Secondary Objectives:
To validate the association of red cell survival with known markers of increased survival, specifically absolute reticulocyte count, hemoglobin F or hemoglobin A percentage, and alpha globin mutation status (SCD participants only).
Exploratory Objectives:
To create and pilot a mathematical model incorporating RBC survival and reticulocyte count to determine the necessary amount of normal hemoglobin or hemoglobin F needed to reverse sickle cell complications. Information from participants with inherited high HbF will be used.
- Endpoints
Primary Endpoint:
Red blood cell survival via measurement of detectable biotin-labeled RBC with time
Secondary Endpoints:
Relationship of RBC survival to hematologic parameters.
Exploratory Endpoints:
Amount of normal hemoglobin or hemoglobin F needed to reverse the sickle cell complications.
Eligibility
- INCLUSION CRITERIA:
In order to be eligible to participate in this study, an individual must meet all of the
following criteria:
1. Provision of signed and dated informed consent form
2. Stated willingness to comply with all study procedures and availability for the
duration of the study
3. Male or female, aged 18 years or greater with confirmed diagnosis of SCD (all
genotypes), thalassemia (beta and/or alpha), or other inherited hemoglobinopathy not
otherwise specified.
4. Be at steady state for their underlying disease (e.g. SCD or thalassemia) or post-bone
marrow transplantation status, as evidenced by medical history
5. Ability to have blood samples drawn
6. For female participants of child-bearing potential, agree to use birth control during
study participation. Female subjects of child-bearing potential must agree to use a
medically acceptable method of birth control such as an oral contraceptive,
intrauterine device, barrier and spermicide, or contraceptive implant/injection from
start of screening through 4 months after infusion.

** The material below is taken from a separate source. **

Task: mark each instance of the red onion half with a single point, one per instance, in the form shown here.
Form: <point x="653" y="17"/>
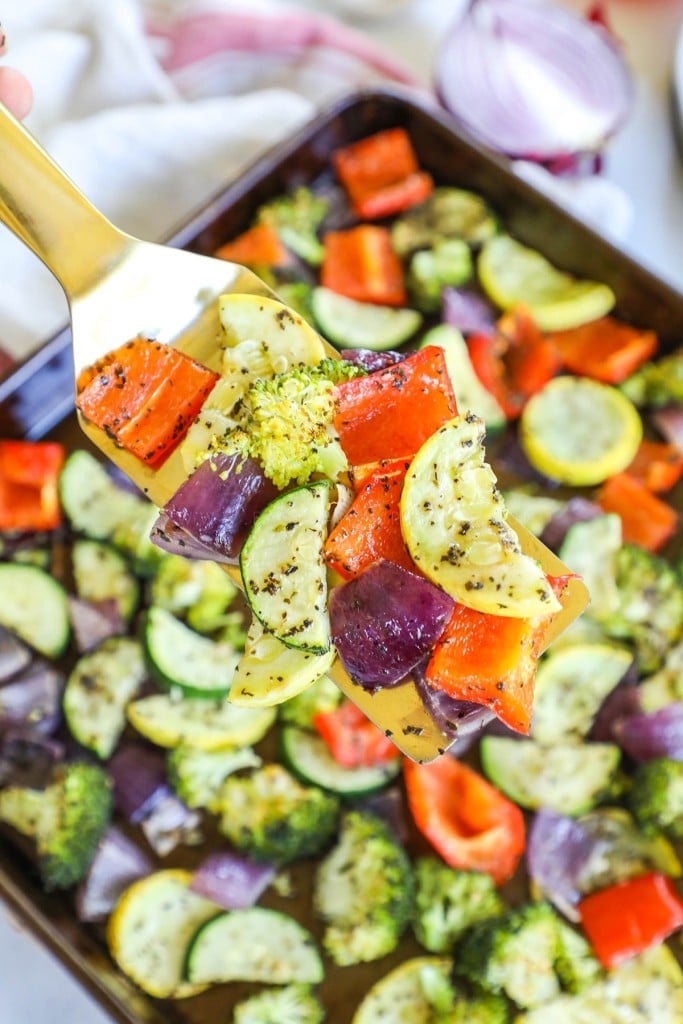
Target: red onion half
<point x="534" y="80"/>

7. Agreement to adhere to Lifestyle Considerations (see below) throughout study duration
Lifestyle Considerations:
During this study, participants are asked to:
-Refrain from consumption of raw eggs or biotin supplements until after the study
completion.
EXCLUSION CRITERIA:
An individual who meets any of the following criteria will be excluded from participation
in this study:
1. Consumption of biotin supplements or raw eggs within the last 30 days.
2. Blood loss within the previous 8 weeks (>540 mL).
3. Treatment with chronic transfusion therapy for their underlying SCD and/or
thalassemia.
a. Participants with history of chronic transfusion therapy can be eligible three
months following their last transfusion.
4. Patients on hemodialysis, due to possibility of early removal of biotinylated RBCs.
5. Pregnancy, lactation or absence of adequate contraception for fertile subjects.
6. Pediatric subjects will not participate in this study.
7. Known allergic reactions to biotin, due to risk of possible life-threatening allergic
reaction.
8. Current diagnosis of malignancy (liquid and/or solid).